CMS did regrettably give four
exceptions to meaningful use penalties to Stage 2 in 2015 for not
achieving meaningful use and they are:
1. Infrastructure: Clinicians must prove that they practice in an
area with inadequate Internet access or "insurmountable
barriers" to obtaining it.
2. New practitioners: Clinicians who begin practicing in 2015 would
be exempt from the meaningful-use penalty in 2015 and 2016, but they
would have to demonstrate meaningful use in 2016 to avoid the penalty
in 2017.
3. Unforeseen circumstances: Physicians may be able to avoid a
penalty if natural disaster or some other unforeseeable event
prevented them from meeting EHR meaningful-use criteria. CMS will
consider this exception on a case-by-case basis, and sparingly so.
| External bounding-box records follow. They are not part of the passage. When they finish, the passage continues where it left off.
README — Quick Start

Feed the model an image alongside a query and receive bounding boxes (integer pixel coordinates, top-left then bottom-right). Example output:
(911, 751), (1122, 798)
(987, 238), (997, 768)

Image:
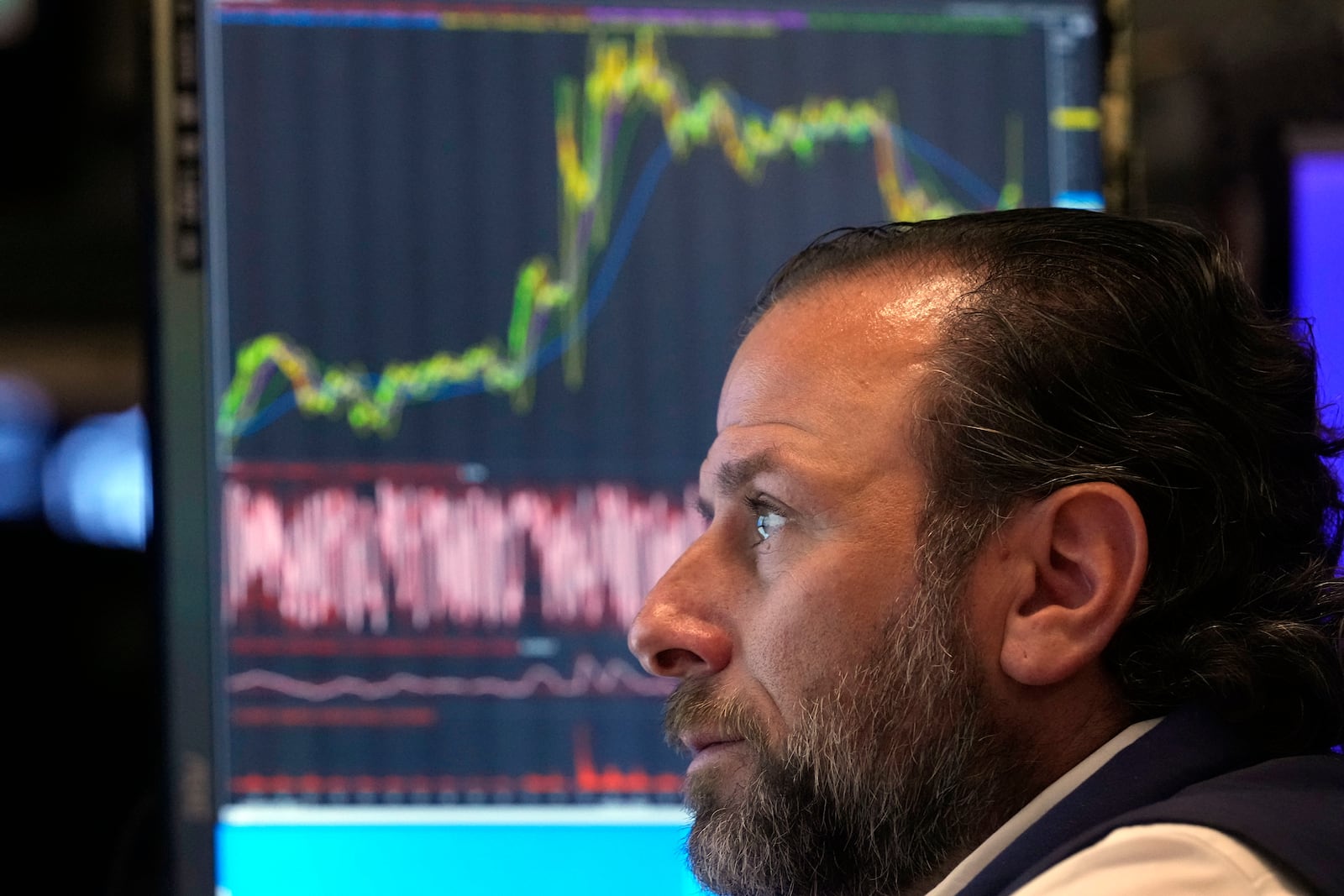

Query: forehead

(717, 273), (959, 432)
(708, 273), (959, 486)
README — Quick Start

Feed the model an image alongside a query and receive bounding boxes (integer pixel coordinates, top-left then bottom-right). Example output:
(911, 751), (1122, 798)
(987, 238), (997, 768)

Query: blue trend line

(235, 97), (999, 438)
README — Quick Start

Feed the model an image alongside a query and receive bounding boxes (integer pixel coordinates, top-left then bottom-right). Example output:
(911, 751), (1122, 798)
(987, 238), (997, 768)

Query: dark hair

(748, 208), (1344, 750)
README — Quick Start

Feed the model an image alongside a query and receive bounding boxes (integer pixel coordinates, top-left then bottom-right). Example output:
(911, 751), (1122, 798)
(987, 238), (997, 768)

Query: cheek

(744, 562), (902, 726)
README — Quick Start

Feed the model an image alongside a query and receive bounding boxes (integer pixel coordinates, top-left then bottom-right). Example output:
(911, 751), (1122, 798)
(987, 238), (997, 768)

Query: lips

(681, 732), (742, 757)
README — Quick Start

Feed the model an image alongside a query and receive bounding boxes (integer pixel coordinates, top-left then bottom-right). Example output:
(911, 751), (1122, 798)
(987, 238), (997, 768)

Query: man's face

(630, 278), (1016, 893)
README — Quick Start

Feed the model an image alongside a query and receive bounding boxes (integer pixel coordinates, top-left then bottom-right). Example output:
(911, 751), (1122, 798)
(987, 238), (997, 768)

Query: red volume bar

(223, 479), (704, 634)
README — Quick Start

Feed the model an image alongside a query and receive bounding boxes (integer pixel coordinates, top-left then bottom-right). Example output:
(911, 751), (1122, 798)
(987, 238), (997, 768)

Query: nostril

(650, 647), (706, 679)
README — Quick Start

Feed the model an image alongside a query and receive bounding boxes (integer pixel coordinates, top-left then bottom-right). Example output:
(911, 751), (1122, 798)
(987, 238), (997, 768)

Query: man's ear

(1000, 482), (1147, 685)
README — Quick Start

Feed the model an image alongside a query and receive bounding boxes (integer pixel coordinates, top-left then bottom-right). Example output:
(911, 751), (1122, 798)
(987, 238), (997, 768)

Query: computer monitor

(153, 0), (1102, 896)
(1285, 132), (1344, 438)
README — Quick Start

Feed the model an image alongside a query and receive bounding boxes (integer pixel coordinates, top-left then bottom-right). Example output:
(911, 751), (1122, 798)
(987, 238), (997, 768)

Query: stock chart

(210, 3), (1100, 804)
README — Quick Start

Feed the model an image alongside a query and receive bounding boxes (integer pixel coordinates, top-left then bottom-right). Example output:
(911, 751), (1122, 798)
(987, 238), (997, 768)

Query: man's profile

(630, 210), (1344, 894)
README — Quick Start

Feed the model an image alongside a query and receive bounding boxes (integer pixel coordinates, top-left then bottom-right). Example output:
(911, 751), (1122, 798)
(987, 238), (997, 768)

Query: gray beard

(665, 594), (1031, 896)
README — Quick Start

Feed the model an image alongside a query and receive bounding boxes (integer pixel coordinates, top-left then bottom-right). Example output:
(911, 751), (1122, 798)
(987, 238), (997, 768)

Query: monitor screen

(155, 0), (1100, 896)
(1288, 129), (1344, 438)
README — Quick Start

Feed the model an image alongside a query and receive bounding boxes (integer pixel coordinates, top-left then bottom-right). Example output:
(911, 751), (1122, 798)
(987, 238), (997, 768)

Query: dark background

(0, 0), (1344, 893)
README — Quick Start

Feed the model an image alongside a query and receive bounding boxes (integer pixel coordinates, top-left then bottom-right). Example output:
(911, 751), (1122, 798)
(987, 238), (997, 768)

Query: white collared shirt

(927, 719), (1309, 896)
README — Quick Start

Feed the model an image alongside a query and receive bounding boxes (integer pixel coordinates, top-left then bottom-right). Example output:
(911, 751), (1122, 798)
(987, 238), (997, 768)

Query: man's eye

(755, 511), (785, 542)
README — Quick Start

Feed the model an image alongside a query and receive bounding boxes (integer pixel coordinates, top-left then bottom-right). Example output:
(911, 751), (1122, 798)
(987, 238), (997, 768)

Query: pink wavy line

(224, 654), (675, 703)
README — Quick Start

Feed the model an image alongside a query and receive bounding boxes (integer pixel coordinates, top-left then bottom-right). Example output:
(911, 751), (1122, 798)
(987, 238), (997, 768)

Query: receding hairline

(739, 244), (981, 339)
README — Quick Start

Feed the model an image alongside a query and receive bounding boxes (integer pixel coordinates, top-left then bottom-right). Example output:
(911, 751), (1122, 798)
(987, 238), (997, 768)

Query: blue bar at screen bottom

(217, 824), (704, 896)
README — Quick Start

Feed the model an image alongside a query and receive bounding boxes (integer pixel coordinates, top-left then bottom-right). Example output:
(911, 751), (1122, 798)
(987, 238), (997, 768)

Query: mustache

(663, 679), (766, 753)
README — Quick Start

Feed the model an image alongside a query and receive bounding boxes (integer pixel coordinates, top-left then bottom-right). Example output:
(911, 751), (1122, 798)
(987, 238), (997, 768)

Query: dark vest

(961, 710), (1344, 896)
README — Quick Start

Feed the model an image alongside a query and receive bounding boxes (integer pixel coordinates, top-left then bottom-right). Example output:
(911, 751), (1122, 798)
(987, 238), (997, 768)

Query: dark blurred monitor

(153, 0), (1104, 896)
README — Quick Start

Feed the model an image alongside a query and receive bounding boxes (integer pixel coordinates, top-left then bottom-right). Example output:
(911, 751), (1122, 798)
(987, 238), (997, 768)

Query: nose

(629, 532), (732, 679)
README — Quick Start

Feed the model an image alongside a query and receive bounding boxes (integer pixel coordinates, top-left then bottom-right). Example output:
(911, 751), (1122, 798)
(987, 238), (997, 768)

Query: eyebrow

(696, 448), (778, 521)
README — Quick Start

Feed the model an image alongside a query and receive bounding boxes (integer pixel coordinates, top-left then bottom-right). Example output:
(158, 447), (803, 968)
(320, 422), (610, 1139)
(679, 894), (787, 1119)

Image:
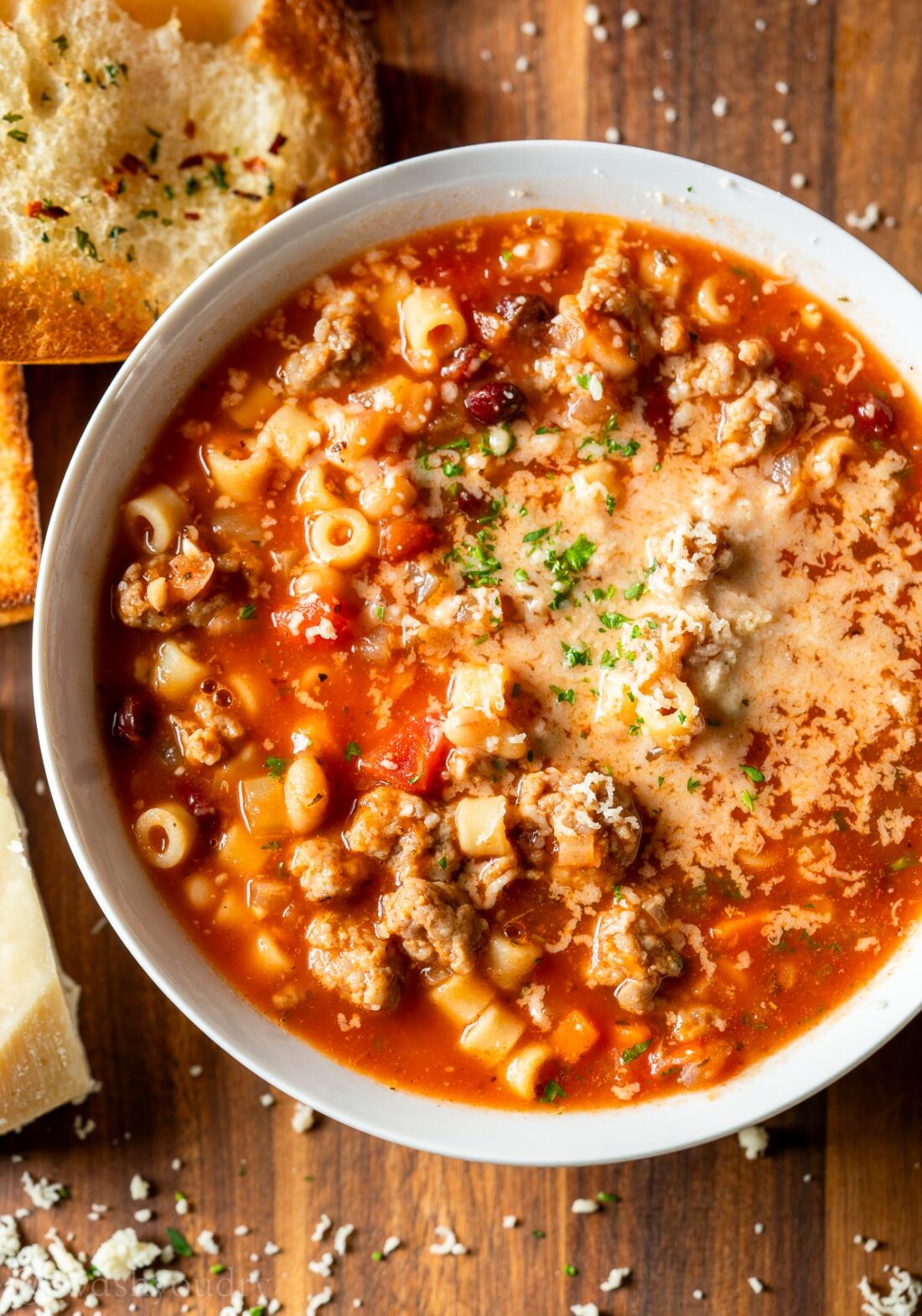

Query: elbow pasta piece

(359, 473), (417, 521)
(291, 562), (349, 598)
(430, 974), (496, 1027)
(183, 873), (217, 914)
(551, 817), (603, 868)
(238, 776), (288, 841)
(638, 247), (691, 304)
(802, 434), (857, 494)
(506, 1042), (554, 1101)
(557, 295), (640, 381)
(154, 640), (208, 702)
(205, 443), (272, 503)
(573, 462), (621, 499)
(455, 795), (511, 859)
(313, 397), (393, 469)
(502, 233), (563, 274)
(353, 375), (437, 434)
(124, 484), (189, 552)
(400, 288), (467, 375)
(308, 506), (375, 571)
(485, 932), (541, 991)
(294, 458), (344, 512)
(695, 272), (739, 325)
(218, 819), (267, 879)
(134, 804), (196, 868)
(262, 400), (321, 471)
(458, 1003), (525, 1067)
(284, 754), (330, 836)
(596, 666), (704, 750)
(224, 379), (279, 429)
(252, 932), (294, 978)
(448, 662), (511, 715)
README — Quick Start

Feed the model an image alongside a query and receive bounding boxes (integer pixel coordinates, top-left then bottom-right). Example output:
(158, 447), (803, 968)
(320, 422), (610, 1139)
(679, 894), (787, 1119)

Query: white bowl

(34, 142), (922, 1164)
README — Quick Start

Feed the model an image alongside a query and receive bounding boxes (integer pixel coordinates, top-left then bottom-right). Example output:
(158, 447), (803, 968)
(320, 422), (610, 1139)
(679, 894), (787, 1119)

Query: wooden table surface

(0, 0), (922, 1316)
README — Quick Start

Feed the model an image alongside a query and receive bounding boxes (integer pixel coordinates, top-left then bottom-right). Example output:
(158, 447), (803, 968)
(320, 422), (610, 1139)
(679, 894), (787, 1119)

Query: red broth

(97, 213), (922, 1108)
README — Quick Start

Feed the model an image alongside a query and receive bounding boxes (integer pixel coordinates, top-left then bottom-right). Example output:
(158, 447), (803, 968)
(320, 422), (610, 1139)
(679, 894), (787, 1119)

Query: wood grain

(0, 0), (922, 1316)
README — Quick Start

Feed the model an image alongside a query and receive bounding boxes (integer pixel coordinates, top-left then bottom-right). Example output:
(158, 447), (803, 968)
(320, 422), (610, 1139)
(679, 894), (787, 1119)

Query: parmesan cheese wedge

(0, 762), (92, 1134)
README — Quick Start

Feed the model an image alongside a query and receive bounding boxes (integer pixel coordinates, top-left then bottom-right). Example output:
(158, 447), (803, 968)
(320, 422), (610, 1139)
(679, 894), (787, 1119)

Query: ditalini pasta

(97, 213), (922, 1110)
4. Scope of practice: Medicare will refrain from penalizing
physicians who cannot achieve meaningful use by virtue of how they
practice. They may not routinely see patients face to face, for
example, or they may practice in multiple locations where they have
no control over the availability of EHR technology.
However, CMS is not afraid to tread in
areas they maybe should not have. CMS did deny a proposed exception
for physicians nearing retirement. AMA and its cohorts wanted to
exempt physicians if they are currently eligible or would be eligible
by 2014 for Social Security benefits. CMS simply stated that a
practitioner's age does not constitute a significant hardship.